I have to agree with Matt Kaeberlein. In his latest interview on his podcast he makes the point that prevention is the obvious best practice - as in his analogy do you wait for the car to break down and then going to the mechanic to try to get it fixed, or do you take care of your car before it breaks down, change oil etc. In his view it’s obvious that prevention is what you should choose (he even called someone who’d rather wait to get sick “a moron”).
So, in the case of my cats I’m a moron. I suppose there is a psychological barrier too. I am happy to make a choice for myself - heck, I’m on rapamycin, empagliflozin and other drugs and supplements. But it’s different when you are responsible for someone else. That’s why I’m very reluctant to recommend rapamycin to my friends - in fact, I only briefly mentioned the science and data behind rapa to one friend - because it’s not my body. Obviously, in the case of loved ones you would at least mention the possibility and the options (but never pressure anyone to take any medication!) - MK himself said that he’d let close friends and family know of the options. So in the case of your pets - should you make that decision? It’s complicated, because you already make the decisions about their health in other ways anyway.

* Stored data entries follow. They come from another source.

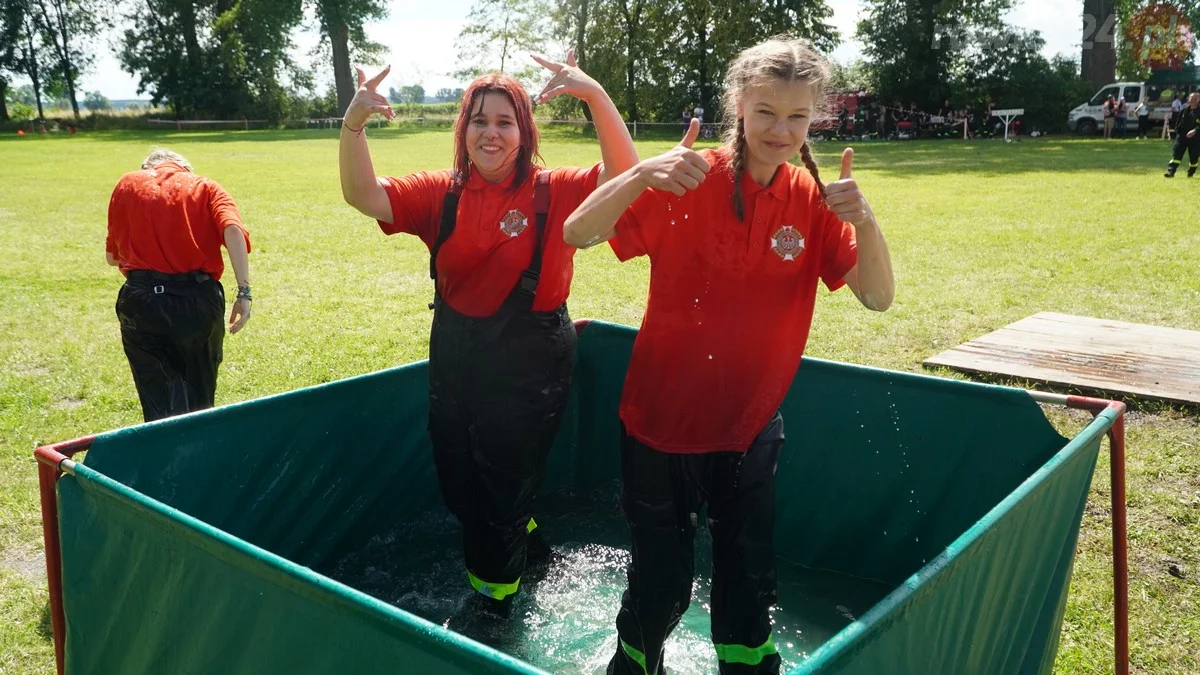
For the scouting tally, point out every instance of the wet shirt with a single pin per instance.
(493, 237)
(171, 220)
(730, 304)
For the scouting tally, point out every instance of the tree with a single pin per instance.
(31, 53)
(498, 36)
(67, 27)
(1098, 60)
(912, 46)
(630, 12)
(96, 101)
(10, 35)
(412, 94)
(342, 28)
(220, 58)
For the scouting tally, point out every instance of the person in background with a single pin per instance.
(1143, 111)
(166, 227)
(1109, 111)
(1187, 139)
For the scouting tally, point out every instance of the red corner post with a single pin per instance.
(1120, 530)
(53, 460)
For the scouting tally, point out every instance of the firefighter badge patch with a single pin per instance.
(787, 243)
(514, 223)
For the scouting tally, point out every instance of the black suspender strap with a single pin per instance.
(449, 216)
(527, 286)
(523, 293)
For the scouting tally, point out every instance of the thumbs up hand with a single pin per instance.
(678, 169)
(844, 198)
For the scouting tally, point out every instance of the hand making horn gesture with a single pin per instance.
(844, 197)
(567, 79)
(367, 101)
(679, 168)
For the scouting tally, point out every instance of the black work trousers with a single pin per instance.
(173, 333)
(661, 495)
(497, 396)
(1189, 145)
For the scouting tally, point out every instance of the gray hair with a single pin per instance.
(161, 155)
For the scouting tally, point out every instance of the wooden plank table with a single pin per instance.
(1085, 353)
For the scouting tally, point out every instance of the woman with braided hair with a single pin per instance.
(737, 239)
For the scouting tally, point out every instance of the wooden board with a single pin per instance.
(1090, 354)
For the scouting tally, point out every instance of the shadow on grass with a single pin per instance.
(907, 159)
(1129, 157)
(1133, 402)
(45, 626)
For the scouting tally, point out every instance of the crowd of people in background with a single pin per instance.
(863, 115)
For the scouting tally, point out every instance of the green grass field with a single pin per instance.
(982, 234)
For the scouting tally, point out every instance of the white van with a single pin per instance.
(1089, 118)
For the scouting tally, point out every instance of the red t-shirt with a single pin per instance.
(730, 304)
(493, 236)
(169, 220)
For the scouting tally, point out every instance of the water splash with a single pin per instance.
(564, 621)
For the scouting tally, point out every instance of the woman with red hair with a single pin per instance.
(502, 346)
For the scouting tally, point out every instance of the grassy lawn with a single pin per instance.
(981, 233)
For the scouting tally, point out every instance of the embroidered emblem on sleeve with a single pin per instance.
(787, 243)
(514, 222)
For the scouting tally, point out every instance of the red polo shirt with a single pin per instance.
(493, 237)
(730, 304)
(169, 220)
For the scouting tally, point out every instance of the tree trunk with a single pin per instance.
(61, 39)
(345, 83)
(191, 42)
(706, 87)
(67, 67)
(31, 65)
(581, 46)
(631, 24)
(1098, 61)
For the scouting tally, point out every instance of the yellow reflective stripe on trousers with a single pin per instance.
(495, 591)
(742, 653)
(635, 655)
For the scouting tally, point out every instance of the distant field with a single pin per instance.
(982, 234)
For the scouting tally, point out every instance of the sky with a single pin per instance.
(420, 36)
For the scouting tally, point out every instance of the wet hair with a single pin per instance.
(162, 155)
(473, 102)
(779, 59)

In fact, this has motivated me to get my cat (the same one), on dapagliflozin - I wrote a post higher up in this thread my detailed reasoning and studies, so I won’t repeat them here. However, the point is that I’m being more proactive in the case of his kidneys and possible pleiotropic benefits. Just today I got the results of blood and urine tests after the cat being on dapagliflozin since early July. His kidney numbers have gotten better, but still not perfect. His proteinuria - the thing that worried me most - was cut in half, so it’s progress, though still not perfect (was +2, now +1). Again, the vet - as most vets - have no remedy and nothing to offer to slow down kidney disease and deterioration. So what do I lose here? We know that SGLT2i slow kidney deterioration - just because doctors don’t know that, as in the case of rapamycin does’t mean we should waste time we and our companion animals don’t have. One day, they’ll wake up to SGLT2i (as they’re slowly doing for rapamycin), but by then it’s too late. Our choice is to act now, or watch helplessly.

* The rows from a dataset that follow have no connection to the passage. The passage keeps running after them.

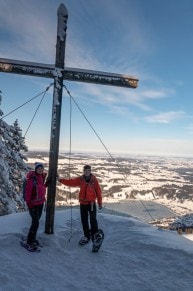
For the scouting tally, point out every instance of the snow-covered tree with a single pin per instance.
(12, 167)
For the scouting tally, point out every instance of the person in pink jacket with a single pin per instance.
(90, 191)
(35, 193)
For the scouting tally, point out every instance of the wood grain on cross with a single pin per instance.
(59, 72)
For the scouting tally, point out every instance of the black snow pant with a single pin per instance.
(86, 212)
(35, 214)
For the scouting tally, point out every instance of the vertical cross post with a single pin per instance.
(56, 117)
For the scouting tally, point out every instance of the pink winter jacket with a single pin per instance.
(35, 196)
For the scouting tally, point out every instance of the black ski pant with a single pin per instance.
(35, 214)
(88, 214)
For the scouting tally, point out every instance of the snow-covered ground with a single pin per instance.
(134, 256)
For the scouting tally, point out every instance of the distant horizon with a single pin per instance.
(115, 154)
(135, 38)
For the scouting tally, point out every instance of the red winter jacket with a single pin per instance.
(89, 192)
(35, 196)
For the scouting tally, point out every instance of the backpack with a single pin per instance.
(25, 183)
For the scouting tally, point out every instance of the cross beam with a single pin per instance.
(70, 74)
(59, 72)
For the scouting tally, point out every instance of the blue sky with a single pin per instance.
(150, 40)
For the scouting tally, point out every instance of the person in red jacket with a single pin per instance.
(35, 197)
(90, 191)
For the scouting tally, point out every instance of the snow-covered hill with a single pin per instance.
(134, 256)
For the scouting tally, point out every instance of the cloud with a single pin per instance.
(166, 117)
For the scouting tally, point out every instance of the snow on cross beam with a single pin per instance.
(59, 72)
(70, 74)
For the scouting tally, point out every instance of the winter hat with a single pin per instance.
(87, 167)
(38, 165)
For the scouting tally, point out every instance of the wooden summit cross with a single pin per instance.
(59, 72)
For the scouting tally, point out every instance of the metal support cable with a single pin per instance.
(26, 102)
(122, 171)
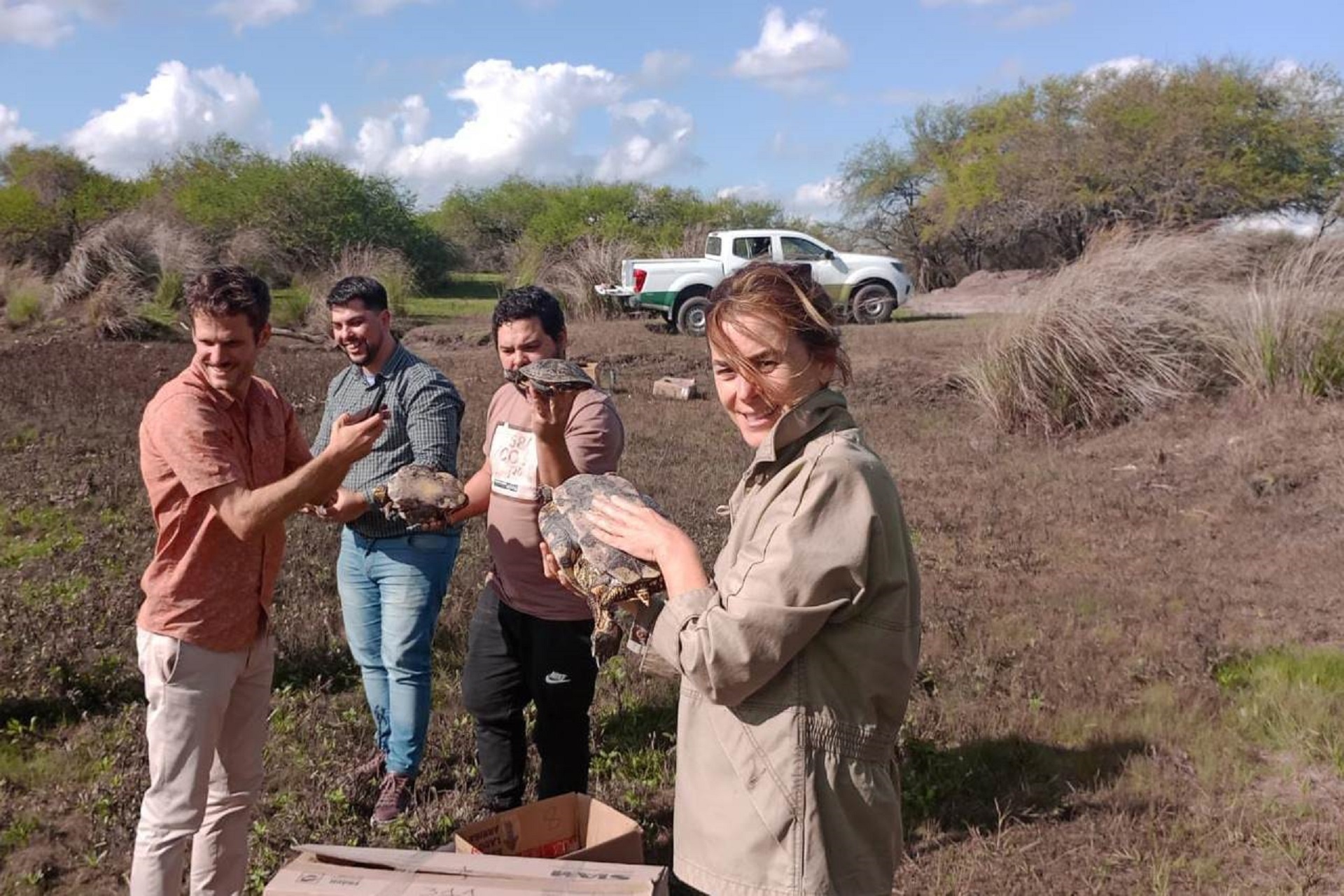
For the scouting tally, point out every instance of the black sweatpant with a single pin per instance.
(514, 659)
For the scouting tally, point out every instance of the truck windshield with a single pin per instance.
(800, 250)
(752, 248)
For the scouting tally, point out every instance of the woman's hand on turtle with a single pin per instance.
(635, 528)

Yes, there is risk involved. So you calculate the risk and make the best decision you can. Even with dapagliflozin with my cat I have to modify. The lab results came back very good (all of his biomarkers look good, with big improvements in liver markers also!), but he’s been slowly losing weight (I suspect due to the glucose loss), and he’s dipped just below 10lbs (from 12lbs when he was a bit overweight). I don’t want him to lose more weight, so I am cutting back on the dapagliflozin 5mg to three times a week from daily.
We’ll continue to monitor his health and how he’s doing. But I am now more willing to intervene if the vet has no solutions to offer. The principle for humans applies to pets: first do no harm. So I check and doublecheck and keep doing research. I will not try anything risky, but also feel I must get ahead of the disease, not just wait for it. YMM.